Q: You only enter three contests that last for 24 hours or cover more than 200 km a year. Is that so because you want to avoid burnout?
A: If I want to preserve my competitive form, I cannot do more than three such contests yearly. True, last year there was a fourth one: that in Taipei. Minor contests do not count.
Q: The winner of a Spartathlon gets a few drops of the water of the Evratos River and an olive wreath (kotinos in Greek). What else?
A: That’s all we get. There is no money prize. Which means it’s a costly hobby.
Q: Ultra runners reach top form beyond the age of forty. Why is that so?
A: You have to mature to endure such stress over such a long time. You need self-knowledge and the ability to bear difficulties and keep them under control. Those devoting their lives to sport in their teens or twenty-plus years are unlikely to do such an extreme sport later. I was almost thirty when I started to run seriously.
Q: You regularly outrun men. How is that?
A: Internationally men that finish first run better times than women. True, in Hungary I often had better times than men. It’s just the way it happened.

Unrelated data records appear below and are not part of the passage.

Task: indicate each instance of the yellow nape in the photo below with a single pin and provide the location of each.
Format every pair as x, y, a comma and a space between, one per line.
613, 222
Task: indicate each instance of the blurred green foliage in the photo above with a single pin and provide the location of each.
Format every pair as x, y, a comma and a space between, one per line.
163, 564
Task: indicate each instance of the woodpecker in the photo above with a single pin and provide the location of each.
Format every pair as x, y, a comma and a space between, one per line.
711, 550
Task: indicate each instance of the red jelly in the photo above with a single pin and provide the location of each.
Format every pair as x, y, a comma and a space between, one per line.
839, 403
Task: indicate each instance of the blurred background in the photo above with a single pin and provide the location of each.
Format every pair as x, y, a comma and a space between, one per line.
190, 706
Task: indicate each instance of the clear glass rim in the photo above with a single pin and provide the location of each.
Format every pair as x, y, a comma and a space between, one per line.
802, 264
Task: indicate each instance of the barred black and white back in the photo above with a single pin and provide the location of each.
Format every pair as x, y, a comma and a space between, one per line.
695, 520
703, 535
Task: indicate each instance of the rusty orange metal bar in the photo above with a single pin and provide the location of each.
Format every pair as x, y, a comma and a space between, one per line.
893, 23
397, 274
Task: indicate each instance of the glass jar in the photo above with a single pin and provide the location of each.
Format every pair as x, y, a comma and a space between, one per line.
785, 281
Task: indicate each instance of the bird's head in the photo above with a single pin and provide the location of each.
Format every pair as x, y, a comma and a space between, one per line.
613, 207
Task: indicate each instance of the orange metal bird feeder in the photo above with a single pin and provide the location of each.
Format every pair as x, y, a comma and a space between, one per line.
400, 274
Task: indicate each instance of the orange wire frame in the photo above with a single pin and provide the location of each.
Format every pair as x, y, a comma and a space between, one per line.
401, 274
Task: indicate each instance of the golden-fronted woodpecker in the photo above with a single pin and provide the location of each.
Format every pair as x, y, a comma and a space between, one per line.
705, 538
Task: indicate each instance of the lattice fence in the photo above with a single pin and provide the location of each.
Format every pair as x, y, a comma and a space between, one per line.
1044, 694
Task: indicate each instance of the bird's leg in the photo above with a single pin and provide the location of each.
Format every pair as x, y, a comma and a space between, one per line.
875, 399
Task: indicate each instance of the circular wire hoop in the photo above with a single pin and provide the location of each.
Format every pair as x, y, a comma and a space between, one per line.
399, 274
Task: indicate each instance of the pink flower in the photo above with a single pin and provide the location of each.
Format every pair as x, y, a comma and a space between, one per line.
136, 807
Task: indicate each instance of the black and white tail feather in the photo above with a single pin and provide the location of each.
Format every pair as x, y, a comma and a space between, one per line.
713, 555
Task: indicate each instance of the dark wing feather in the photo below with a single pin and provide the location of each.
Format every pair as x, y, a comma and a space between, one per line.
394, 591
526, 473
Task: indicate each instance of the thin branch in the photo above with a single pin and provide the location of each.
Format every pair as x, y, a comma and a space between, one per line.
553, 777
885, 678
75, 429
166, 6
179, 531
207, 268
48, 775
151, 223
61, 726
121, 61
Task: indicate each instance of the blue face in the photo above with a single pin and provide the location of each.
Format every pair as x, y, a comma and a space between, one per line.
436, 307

Q: Did you wear your shirt with a Hungarian folk motif in your latest race? They say that’s your habit.
A: During the medals ceremony I was wearing a track suit in the Hungarian national colors. When in 2011 I first ran the Spartathlon I got a text message from a fellow runner: “Common Szilvia, show them how gutsy Hungarian women are!”
You know, proving how spunky Hungarians are is a strong motivation. Actually I was very tired on the last twenty kilometers. While running, I was singing the Hungarian anthem – I just wanted to hear that music while standing on the top of the rostrum. Back in 2011 I got so tired by the end the race that I couldn’t be present at the medals ceremony. They played the Hungarian anthem but I couldn’t hear it! After that I promised myself: that mustn’t happen again.